Als das Internet wie wir es heute kennen gerade laufen lernte, war ich in den USA und hatte dort Zeit mich mit diesem neuen Medium zu beschäftigen. Moderne Kommunikationsmittel (Smartphone, WhatsApp, etc.) wie sie uns heute vertraut sind, waren damals noch nicht erfunden und das Internet basierte noch weitestgehend auf HTML, CSS und einigen äußerst exotischen Transferprotokollen. Zu dieser Zeit hatte ich dank eines sehr guten Freundes aber bereits einen Weblog - oder zumindest einen rudimentären Vorläufer. Und eben dieser sehr gute Freund war der Auslöser mich mit HTML und CSS zu beschäftigen.

Während meines Studiums (Politikwissenschaft, Rechtswissenschaft, Wirtschafts- und Sozialgeschichte - versucht das mal auf eine Visitenkarte zu bekommen) hat mich das "Webseiten-Fieber" nie losgelassen. Mit dem Web 2.0 waren jedoch plötzlich neue Techniken gefragt. Nicht mehr das Kodieren von Einzelseiten in HTML/ CSS war mehr gefragt, sondern  Datenbanken und Scriptsprachen kamen dazu - erste Content Management Systeme erblickten die Welt.

Nach dem Studium stellte sich die Frage "Was tun?" und über Umwege fand ich den Einstieg bei meinem ersten Arbeitgeber. Irgendwann erhielt ich die Gelegenheit mich an der Firmenseite zu versuchen. Autodidakt der ich bin, entschied ich mich für Typo3 als Content Management System. Zahlreiche Bücher und Tutorials später stand meine erste Seite. 

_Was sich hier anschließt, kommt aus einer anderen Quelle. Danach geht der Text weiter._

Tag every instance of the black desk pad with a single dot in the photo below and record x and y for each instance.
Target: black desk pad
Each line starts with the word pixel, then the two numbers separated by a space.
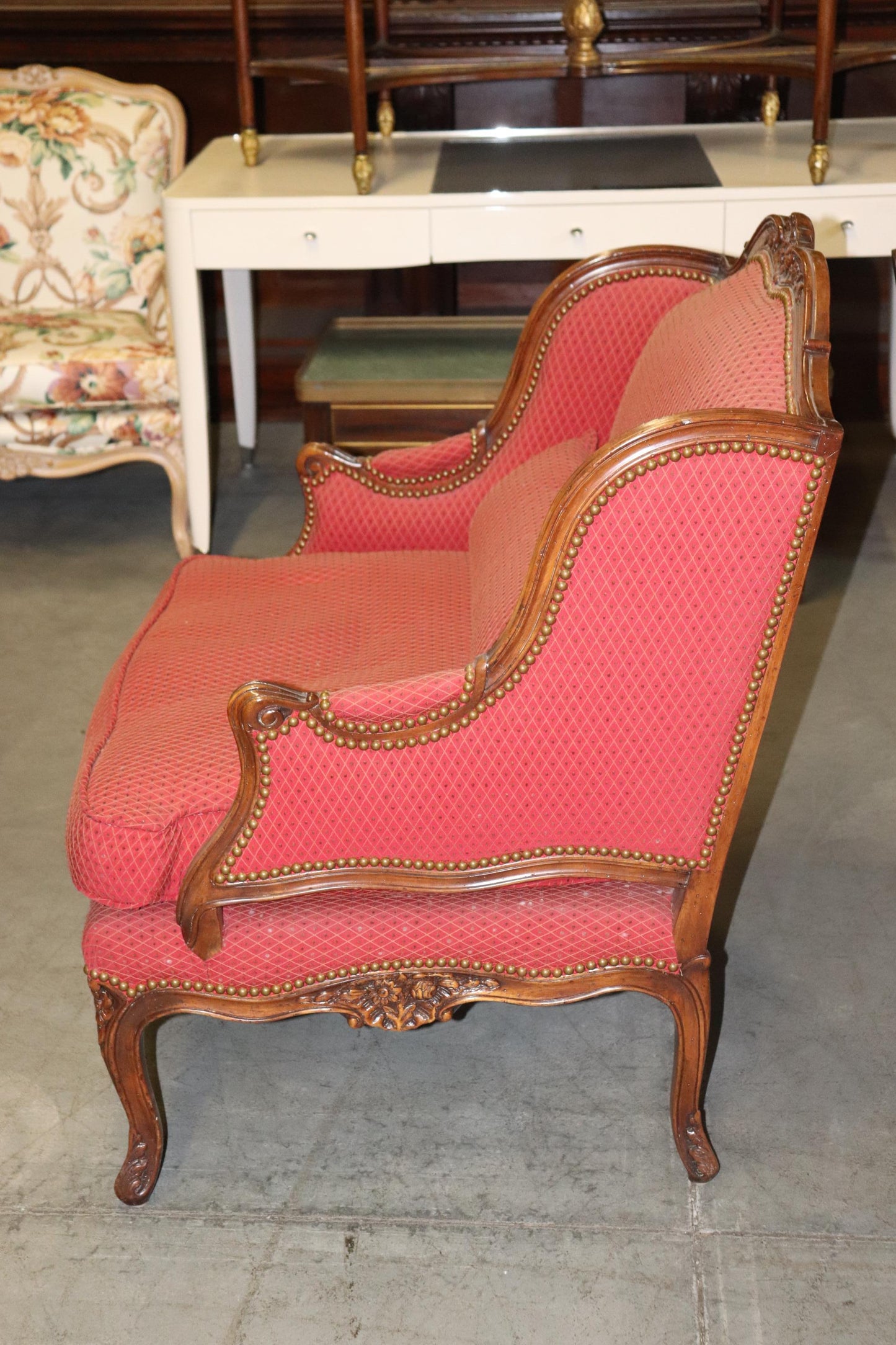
pixel 561 164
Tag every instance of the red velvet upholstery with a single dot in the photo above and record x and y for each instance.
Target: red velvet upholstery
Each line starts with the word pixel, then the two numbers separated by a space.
pixel 585 372
pixel 505 527
pixel 721 347
pixel 623 725
pixel 160 769
pixel 536 929
pixel 619 730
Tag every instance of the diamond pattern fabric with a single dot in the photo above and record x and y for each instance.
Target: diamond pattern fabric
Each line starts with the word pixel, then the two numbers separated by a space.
pixel 160 766
pixel 505 527
pixel 585 372
pixel 618 733
pixel 616 738
pixel 531 927
pixel 722 347
pixel 422 459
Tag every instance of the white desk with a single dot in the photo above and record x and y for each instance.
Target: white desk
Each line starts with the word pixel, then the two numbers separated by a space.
pixel 299 210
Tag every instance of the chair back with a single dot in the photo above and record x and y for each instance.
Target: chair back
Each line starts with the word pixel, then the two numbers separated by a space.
pixel 84 162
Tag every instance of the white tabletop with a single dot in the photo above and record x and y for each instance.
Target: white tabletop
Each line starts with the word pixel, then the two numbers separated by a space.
pixel 748 159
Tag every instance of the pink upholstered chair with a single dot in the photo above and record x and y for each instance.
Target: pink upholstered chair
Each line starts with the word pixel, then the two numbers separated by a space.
pixel 492 722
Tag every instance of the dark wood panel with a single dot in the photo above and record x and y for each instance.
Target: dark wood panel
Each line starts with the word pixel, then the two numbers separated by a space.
pixel 189 49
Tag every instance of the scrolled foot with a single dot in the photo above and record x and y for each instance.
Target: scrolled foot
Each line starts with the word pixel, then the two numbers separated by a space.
pixel 363 174
pixel 696 1151
pixel 770 107
pixel 251 145
pixel 818 162
pixel 140 1169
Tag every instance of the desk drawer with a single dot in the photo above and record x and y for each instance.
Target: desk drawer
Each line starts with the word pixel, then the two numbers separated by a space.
pixel 519 233
pixel 845 226
pixel 311 239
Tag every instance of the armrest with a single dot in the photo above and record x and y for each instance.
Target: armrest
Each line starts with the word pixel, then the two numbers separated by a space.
pixel 571 364
pixel 614 627
pixel 362 505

Immer häufiger kamen nun Aufgaben in dieser Richtung auf mich zu und mittlerweile ist einer meiner Running-Gags"#dukannstdochinternet" wenn wieder eine Aufgabe in diesem "nebulösen Internet" zu lösen ist.

Über die Jahre kamen weitere Systeme dazu. Neben klassichen CMS wie Typo3 oder Joomla, Shopsystemen wie Magento oder Shopware beschäftigte ich mich mit Weblogs wie Wordpress. Getrieben von der Idee ständig etwas dazu zu lernen habe ich immer noch großen Spaß am Medium Internet.